C++ iterator that performs the cartesian product of many containers. Requires C++11 and boost.

All places I could find code to perform the cartesian product had at least one of the following issues:

  1. Assumes that all containers are of a certain type (most usually vector), although they could be modified to handle other types easily, but only for fixed types;
  2. Provides code that collects a vector of tuples with each combination of values from the containers, which requires O(N*M^N) memory, where M is the size of each container and N is the number of containers;
  3. The user could only apply a function to each combination or would have to wrap its code with other code to perform the combinations.

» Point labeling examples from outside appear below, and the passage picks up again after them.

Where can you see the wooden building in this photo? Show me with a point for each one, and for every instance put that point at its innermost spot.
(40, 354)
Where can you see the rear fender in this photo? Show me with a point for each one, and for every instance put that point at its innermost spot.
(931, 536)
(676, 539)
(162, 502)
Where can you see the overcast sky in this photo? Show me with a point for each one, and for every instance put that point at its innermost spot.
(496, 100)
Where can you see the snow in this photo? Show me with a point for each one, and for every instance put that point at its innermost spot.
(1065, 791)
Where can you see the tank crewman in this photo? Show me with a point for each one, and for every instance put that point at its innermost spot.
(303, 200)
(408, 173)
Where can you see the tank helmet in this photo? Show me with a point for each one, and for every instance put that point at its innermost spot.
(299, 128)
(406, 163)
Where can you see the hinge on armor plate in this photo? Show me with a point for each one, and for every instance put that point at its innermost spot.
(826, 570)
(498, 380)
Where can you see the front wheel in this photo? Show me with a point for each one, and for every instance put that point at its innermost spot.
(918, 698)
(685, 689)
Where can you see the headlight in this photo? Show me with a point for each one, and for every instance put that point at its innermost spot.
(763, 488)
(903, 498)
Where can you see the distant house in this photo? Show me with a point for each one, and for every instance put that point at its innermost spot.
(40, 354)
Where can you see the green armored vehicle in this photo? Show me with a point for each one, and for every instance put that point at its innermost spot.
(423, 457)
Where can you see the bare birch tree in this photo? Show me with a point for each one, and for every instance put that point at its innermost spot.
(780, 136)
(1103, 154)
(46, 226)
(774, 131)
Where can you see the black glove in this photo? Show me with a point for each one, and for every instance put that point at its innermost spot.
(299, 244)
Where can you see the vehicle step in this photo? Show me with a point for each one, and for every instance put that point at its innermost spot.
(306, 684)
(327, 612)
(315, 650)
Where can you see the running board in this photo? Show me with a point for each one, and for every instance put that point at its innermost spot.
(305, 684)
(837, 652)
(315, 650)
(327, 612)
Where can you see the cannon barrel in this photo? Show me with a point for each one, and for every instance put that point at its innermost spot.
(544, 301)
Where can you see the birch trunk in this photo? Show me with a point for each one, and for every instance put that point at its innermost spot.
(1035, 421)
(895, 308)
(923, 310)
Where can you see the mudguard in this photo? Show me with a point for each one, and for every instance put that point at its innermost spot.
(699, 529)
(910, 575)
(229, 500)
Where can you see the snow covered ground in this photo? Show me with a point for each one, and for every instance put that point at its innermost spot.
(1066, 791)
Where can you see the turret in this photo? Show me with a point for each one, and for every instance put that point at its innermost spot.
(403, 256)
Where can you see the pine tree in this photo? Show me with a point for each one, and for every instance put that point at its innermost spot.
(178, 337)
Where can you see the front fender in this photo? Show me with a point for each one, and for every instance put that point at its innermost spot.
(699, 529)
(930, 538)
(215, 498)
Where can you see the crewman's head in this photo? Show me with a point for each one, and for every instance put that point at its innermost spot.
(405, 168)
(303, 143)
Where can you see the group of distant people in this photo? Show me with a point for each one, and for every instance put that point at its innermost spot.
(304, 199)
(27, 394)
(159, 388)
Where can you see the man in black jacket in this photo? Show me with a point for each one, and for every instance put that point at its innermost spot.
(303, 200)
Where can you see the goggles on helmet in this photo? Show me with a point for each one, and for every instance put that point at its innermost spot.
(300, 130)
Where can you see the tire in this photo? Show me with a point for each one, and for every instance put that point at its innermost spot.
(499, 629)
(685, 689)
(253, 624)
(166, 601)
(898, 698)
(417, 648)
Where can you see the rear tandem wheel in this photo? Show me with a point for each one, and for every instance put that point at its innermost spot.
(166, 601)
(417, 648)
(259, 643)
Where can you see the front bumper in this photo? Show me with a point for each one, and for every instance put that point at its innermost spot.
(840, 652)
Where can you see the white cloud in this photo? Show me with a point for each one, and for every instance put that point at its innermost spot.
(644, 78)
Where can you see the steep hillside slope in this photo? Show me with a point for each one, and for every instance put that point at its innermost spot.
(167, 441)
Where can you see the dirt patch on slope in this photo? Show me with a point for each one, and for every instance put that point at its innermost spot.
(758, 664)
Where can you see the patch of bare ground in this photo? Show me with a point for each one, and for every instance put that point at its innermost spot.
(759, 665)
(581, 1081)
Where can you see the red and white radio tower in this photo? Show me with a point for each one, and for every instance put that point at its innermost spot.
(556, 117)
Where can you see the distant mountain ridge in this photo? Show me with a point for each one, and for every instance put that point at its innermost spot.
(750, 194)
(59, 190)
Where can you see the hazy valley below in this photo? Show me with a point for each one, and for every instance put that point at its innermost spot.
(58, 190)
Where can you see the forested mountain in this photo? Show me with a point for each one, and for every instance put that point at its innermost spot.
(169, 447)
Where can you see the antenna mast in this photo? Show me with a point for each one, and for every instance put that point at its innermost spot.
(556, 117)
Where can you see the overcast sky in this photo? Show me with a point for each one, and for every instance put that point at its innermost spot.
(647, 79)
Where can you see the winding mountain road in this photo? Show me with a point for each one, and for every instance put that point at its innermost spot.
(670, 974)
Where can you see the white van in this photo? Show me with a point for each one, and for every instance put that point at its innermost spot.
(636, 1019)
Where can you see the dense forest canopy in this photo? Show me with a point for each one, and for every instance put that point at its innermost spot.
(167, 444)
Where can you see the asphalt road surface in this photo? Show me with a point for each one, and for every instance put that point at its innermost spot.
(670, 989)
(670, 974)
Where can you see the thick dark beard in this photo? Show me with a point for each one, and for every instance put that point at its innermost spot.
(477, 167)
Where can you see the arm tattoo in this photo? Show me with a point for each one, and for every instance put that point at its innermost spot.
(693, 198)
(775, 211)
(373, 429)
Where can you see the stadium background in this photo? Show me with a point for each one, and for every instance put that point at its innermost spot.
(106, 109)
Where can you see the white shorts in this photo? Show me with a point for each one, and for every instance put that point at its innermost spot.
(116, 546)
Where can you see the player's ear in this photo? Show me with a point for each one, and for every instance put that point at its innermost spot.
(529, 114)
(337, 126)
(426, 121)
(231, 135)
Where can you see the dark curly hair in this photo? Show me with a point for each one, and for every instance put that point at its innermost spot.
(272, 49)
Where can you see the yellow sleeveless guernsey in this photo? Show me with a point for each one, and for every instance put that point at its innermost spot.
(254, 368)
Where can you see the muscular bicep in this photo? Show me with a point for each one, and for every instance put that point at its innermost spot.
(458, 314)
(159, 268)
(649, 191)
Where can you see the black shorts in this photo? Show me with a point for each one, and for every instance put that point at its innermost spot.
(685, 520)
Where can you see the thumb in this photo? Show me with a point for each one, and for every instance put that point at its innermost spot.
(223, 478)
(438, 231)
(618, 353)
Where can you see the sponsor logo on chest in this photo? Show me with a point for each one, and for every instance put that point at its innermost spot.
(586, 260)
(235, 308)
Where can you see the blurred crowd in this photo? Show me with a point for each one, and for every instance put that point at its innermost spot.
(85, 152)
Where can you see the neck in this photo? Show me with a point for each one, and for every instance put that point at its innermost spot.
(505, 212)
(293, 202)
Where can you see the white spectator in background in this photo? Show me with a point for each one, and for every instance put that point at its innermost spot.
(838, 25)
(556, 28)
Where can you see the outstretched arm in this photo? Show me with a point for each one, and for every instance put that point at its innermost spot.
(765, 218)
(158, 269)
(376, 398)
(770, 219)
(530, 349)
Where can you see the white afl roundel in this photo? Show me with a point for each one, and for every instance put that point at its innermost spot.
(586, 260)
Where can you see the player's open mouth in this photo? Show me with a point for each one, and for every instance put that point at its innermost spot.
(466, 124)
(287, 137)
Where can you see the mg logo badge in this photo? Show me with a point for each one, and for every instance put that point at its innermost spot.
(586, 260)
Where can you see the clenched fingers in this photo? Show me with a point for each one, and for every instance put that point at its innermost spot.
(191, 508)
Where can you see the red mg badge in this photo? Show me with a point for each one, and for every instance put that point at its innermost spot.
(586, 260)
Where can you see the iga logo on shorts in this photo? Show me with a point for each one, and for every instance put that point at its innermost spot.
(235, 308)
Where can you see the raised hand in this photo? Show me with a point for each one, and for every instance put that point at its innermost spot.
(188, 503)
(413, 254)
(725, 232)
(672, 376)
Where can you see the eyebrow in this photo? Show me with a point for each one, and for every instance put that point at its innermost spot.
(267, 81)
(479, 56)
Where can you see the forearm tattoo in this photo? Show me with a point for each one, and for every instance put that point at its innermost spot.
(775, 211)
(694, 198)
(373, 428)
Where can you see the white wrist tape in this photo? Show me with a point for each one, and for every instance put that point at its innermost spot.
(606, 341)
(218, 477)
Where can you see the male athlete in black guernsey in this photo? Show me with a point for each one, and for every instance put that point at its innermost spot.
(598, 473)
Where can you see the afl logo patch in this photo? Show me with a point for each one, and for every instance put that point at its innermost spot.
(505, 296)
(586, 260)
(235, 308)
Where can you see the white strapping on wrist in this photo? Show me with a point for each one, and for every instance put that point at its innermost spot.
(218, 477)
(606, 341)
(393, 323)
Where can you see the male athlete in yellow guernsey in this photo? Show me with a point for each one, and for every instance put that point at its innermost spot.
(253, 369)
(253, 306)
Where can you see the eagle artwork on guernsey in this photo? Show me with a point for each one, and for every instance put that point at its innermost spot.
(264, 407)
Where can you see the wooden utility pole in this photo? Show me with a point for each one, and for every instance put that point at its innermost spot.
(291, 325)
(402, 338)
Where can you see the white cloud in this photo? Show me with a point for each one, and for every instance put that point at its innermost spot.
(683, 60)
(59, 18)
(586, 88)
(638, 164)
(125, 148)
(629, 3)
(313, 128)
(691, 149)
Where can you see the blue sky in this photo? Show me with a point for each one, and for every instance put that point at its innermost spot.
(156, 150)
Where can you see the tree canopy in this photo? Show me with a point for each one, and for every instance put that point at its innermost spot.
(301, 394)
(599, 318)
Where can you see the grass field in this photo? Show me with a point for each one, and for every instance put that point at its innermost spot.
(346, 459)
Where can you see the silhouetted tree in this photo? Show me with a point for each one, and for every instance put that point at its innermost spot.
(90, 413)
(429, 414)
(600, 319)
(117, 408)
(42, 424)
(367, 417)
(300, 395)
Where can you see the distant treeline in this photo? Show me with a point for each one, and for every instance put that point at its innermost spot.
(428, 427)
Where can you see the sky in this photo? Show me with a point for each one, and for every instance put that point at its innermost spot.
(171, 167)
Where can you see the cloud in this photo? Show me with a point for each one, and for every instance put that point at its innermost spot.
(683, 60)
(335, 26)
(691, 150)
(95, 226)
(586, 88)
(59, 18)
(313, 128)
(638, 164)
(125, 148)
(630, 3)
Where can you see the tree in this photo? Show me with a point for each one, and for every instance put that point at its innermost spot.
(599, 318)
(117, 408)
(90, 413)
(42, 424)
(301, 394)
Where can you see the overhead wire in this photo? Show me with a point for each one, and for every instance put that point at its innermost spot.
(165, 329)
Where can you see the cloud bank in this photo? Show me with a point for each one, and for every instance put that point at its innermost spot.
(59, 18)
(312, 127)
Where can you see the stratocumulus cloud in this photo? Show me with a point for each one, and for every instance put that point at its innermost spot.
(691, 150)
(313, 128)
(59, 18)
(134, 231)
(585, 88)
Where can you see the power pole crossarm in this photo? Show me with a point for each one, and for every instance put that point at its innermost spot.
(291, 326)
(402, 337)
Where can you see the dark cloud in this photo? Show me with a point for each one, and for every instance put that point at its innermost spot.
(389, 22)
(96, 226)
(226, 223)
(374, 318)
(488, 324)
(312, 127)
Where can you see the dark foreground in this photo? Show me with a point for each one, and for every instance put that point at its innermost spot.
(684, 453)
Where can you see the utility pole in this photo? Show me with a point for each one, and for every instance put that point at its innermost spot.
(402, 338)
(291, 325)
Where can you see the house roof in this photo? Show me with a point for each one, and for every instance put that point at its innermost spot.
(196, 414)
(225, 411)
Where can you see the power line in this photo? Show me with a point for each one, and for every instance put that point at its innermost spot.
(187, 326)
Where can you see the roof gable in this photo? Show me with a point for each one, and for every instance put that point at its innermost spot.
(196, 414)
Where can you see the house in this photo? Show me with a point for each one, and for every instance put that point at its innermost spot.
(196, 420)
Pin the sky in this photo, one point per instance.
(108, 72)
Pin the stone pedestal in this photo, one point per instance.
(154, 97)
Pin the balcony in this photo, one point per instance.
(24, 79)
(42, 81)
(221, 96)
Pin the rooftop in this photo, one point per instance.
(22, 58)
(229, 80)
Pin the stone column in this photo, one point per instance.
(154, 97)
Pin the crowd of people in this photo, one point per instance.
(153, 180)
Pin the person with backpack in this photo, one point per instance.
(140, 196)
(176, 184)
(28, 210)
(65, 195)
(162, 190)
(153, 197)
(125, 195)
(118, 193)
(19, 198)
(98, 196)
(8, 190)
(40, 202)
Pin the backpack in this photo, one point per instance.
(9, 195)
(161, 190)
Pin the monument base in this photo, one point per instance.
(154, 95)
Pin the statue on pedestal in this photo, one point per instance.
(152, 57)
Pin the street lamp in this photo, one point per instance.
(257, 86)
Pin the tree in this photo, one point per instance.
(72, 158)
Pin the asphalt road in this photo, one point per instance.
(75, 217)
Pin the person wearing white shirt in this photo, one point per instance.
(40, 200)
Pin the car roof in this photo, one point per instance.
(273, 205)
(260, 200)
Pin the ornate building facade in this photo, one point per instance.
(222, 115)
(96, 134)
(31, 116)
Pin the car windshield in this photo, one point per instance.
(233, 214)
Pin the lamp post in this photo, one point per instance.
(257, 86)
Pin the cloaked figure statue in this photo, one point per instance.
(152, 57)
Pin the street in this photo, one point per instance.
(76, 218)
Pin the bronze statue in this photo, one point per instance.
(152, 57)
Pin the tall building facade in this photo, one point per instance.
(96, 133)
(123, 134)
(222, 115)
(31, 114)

The iterator provided requires only O(N) memory and builds the combinations of references iteratively, implementing the "forward iterator" concept and allowing it to be used with other code that requires iterators. The iterator's value is a tuple, so its values can be accessed as std::get<N>(*it). However, due to some details to support range-based for, getting the whole tuple is more expensive and an alternative (and more preferable) method it.get<N>() is provided.

The iterator also provides a method get_end(), which returns the end iterator associated with the containers used during construction.

A helper function make_product_iterator is provided to create the iterator.

Example of use:

vector<int> c1({1,2});
vector<char> c2({'a','b'});
auto it = make_product_iterator(c1, c2);
auto end = it.get_end();
for (; it != end; ++it) {
  // Provides a std::tuple<int,char> with the values from the constructor
  // Access to a single element of the tuple is optimized and the following
  // comparison always holds
  it.get<0>() == std::get<0>(*it);

Iterator Proxy

The product_iterator is only able to accept containers to simplify the building process, as it would be necessary to detect if a given argument is a container or an iterator. However, since only containers are allowed, iterator-only sequences, such as those defined by boost::couting_iterator couldn't be used. Hence a fake container for these iterators needed to be defined.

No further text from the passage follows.